Deutschland bei Frauenquote in EU weit abgeschlagen

Verschwommene Person auf Rolltreppe

Trotz Frauenquote bleibt Deutschland im europäischen Vergleich von den zehn Staaten mit einer gesetzlichen Minderheitenquote für Unternehmen aktuell die schwächsten Vorgaben. Zu diesem Ergebnis kam das gewerkschaftsnahe Institut für Mitbestimmung und Unternehmensführung der Hans-Böckler-Stiftung.

Der Untersuchung zufolge sind vor allem die vergleichsweise milden Sanktionen bei Missachtung, und die Quote selbst sei mit 30 Prozent – die im Vergleich mit anderen Ländern niedriger ist – die Ursachen für die geringe Wirksamkeit der Vorgaben.

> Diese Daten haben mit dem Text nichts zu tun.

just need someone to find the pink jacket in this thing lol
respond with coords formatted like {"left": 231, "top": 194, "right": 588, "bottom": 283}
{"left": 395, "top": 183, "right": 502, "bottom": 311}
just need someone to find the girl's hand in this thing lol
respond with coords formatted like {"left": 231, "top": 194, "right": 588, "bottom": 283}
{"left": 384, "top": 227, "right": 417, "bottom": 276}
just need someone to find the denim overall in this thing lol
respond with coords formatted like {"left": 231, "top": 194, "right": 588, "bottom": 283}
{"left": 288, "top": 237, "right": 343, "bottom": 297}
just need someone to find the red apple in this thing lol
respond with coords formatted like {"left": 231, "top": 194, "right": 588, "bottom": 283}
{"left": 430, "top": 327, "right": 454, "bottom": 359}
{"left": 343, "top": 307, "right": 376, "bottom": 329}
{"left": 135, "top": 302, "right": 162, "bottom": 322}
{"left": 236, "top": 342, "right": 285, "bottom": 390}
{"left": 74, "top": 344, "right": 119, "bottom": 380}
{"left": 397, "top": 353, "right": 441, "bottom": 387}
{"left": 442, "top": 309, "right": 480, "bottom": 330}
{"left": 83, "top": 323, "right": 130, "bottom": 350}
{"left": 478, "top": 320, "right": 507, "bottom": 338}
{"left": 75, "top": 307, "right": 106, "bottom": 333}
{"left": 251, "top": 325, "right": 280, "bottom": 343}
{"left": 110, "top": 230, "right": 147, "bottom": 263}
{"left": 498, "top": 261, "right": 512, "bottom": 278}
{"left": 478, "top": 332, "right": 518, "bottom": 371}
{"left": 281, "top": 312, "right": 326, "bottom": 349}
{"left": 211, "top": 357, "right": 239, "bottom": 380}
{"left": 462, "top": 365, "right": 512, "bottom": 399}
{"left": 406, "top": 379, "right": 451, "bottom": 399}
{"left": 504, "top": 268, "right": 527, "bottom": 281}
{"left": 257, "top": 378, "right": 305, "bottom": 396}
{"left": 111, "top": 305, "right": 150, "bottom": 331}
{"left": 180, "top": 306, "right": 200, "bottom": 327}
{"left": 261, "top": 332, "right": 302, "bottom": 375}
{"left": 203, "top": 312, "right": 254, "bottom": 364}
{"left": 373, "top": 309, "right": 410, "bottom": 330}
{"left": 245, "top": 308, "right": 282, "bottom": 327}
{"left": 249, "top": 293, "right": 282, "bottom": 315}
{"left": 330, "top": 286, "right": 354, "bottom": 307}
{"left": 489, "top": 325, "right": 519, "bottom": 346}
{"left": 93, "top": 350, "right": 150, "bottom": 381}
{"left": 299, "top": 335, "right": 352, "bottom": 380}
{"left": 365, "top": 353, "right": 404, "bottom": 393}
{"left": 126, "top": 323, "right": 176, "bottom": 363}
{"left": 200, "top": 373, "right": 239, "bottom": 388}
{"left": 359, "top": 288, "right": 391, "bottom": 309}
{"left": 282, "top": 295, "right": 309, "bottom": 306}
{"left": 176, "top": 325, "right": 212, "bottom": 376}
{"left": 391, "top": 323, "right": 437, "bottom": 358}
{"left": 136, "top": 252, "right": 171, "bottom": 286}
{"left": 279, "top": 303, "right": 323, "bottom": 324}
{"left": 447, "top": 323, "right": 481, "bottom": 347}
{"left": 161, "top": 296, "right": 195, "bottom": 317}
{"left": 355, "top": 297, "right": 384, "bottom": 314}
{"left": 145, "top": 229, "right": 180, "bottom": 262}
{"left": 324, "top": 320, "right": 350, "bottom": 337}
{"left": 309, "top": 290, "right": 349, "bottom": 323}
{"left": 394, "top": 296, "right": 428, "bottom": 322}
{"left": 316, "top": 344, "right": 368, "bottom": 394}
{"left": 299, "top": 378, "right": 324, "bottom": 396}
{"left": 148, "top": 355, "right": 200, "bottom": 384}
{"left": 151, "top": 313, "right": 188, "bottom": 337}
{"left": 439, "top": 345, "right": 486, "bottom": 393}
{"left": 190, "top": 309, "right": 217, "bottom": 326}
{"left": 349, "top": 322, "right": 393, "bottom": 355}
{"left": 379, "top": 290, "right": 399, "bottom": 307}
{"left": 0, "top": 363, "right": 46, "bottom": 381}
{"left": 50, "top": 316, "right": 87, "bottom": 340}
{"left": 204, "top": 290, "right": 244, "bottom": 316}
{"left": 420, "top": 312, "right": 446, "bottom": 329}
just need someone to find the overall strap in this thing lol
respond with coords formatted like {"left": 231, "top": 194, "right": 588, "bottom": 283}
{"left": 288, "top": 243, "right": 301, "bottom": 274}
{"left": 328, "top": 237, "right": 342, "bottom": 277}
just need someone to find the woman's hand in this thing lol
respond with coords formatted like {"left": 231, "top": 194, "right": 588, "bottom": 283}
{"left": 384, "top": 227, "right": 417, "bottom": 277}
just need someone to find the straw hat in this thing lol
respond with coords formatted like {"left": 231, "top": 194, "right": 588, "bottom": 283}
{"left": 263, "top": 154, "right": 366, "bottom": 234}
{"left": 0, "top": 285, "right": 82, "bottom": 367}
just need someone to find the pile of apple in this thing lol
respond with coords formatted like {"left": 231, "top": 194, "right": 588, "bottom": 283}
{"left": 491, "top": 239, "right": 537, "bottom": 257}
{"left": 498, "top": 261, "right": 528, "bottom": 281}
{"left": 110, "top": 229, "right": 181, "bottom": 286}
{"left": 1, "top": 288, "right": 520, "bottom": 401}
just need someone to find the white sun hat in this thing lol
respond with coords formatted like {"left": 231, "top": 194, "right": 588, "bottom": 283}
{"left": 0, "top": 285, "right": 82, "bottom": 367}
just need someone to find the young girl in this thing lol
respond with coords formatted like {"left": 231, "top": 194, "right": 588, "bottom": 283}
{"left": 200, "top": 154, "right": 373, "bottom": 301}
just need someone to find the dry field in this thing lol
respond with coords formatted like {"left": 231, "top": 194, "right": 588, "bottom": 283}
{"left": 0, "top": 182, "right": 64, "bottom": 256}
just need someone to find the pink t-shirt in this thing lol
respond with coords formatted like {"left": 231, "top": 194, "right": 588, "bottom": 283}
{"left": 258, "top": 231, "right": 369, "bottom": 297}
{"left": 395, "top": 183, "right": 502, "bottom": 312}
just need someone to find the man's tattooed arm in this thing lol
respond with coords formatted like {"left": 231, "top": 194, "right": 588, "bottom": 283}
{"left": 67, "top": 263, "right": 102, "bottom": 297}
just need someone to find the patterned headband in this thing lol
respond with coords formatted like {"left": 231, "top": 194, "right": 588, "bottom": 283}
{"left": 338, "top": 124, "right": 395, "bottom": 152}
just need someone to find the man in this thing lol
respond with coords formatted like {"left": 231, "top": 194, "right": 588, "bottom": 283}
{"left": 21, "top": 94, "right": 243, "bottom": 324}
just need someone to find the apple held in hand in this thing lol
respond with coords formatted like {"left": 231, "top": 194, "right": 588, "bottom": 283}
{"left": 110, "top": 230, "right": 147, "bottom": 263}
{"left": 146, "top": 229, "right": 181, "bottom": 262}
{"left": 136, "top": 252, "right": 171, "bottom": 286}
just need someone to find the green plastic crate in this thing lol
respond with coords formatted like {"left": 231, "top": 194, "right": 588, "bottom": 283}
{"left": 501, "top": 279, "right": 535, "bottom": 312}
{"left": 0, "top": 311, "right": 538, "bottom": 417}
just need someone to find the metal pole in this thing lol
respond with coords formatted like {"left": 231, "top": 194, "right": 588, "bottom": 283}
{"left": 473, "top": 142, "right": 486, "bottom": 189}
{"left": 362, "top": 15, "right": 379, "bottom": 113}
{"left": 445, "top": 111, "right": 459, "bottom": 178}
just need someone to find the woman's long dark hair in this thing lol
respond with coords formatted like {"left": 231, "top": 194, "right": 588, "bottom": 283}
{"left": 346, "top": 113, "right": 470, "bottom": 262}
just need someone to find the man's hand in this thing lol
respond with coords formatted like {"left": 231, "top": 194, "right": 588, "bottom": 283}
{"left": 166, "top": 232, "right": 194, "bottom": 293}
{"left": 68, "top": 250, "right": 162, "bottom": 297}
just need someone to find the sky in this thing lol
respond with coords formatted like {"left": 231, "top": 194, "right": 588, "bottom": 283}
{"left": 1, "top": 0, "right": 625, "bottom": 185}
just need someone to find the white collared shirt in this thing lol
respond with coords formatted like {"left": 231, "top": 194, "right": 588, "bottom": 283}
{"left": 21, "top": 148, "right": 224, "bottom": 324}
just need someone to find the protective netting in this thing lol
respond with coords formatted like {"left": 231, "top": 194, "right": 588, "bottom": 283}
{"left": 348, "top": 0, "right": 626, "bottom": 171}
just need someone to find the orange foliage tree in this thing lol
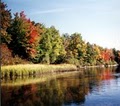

Freilich gibt es in Europa noch zehn weitere Länder, die gar keine Quotenregelung haben Allerdings gibt es in Europa weiterhin zehn Staaten ohne gesetzliche geregelte Frauenquote. Dazu zählen  Bulgarien, Tschechien und die Slowakei. Empfehlungen für Frauenquoten sprechen elf Länder in sogenannten Kodizes zur Unternehmensführung aus. Dazu zählen Dänemark, Großbritannien oder Schweden.

Sanktionen sind zu mild

Berechnungen zufolge könnte Deutschland allerdings viel weiter vorne stehen – und darum geht es. Dazu müsste aber die Geschlechterquote uneingeschränkt auf alle börsennotierten und staatlich kontrollierten Unternehmen ausgeweitet werden. Bisher gilt sie nur für die Kontrollgremien und eben nicht für die C-Level-Ebene und damit den Vorstand. Außerdem müssten Strafen bei Nichteinhaltung angesetzt werden.

Europaweit führend ist weiterhin Norwegen. Es war das erste Land, das 2003 eine Quotenregelung eingeführt hat. Damals schon mutiger als Deutschland heute, denn von Beginn an, waren 40 Prozent vorgeschrieben. Zudem sind in Norwegen die Sanktionen bei Nichterfüllung recht streng. Wenn Firmen das Gesetz nicht erfüllen, könnten sie im Ernstfall sogar aufgelöst werden.

EU-Richtlinie für Frauenquote könnte helfen

Um das Anliegen, Frauen in den Topentscheidungspositionen in der Wirtschaft endlich vertreten zu sehen, weiter voranzubringen, wäre eine EU-Richtlinie sinnvoll. Diese fehlt bislang.

Seit 2016 gilt in Deutschland eine Frauenquote für die Aufsichtsräte von börsennotierten Unternehmen von 30 Prozent. Sie gilt auch in pariärisch mitbestimmten Firmen, also Unternehmen, in denen Arbeitgeber- und Arbeitnehmerseite gleich viele Sitze im Aufsichtsrat haben. Verpflichtet sind dazu nach Angaben des Deutschen Instituts für Wirtschaftsforschung etwa 3.500 Unternehmen.

Tina Groll

Tina Groll arbeitet hauptberuflich als Redakteurin bei ZEIT ONLINE im Ressort Politik & Wirtschaft. 2008 zeichnete sie das Medium Magazin als eine der “Top 30 Journalisten unter 30 Jahren“ aus. Sie ist Mitglied im Deutschen Presserat sowie als Vorsitzende der Deutschen Journalistinnen- und Journalisten-Union tätig. Als Autorin von WIR SIND DER WANDEL beschäftigt sie sich mit der Arbeitsmarkt-, Sozial- und Gesundheitspolitik.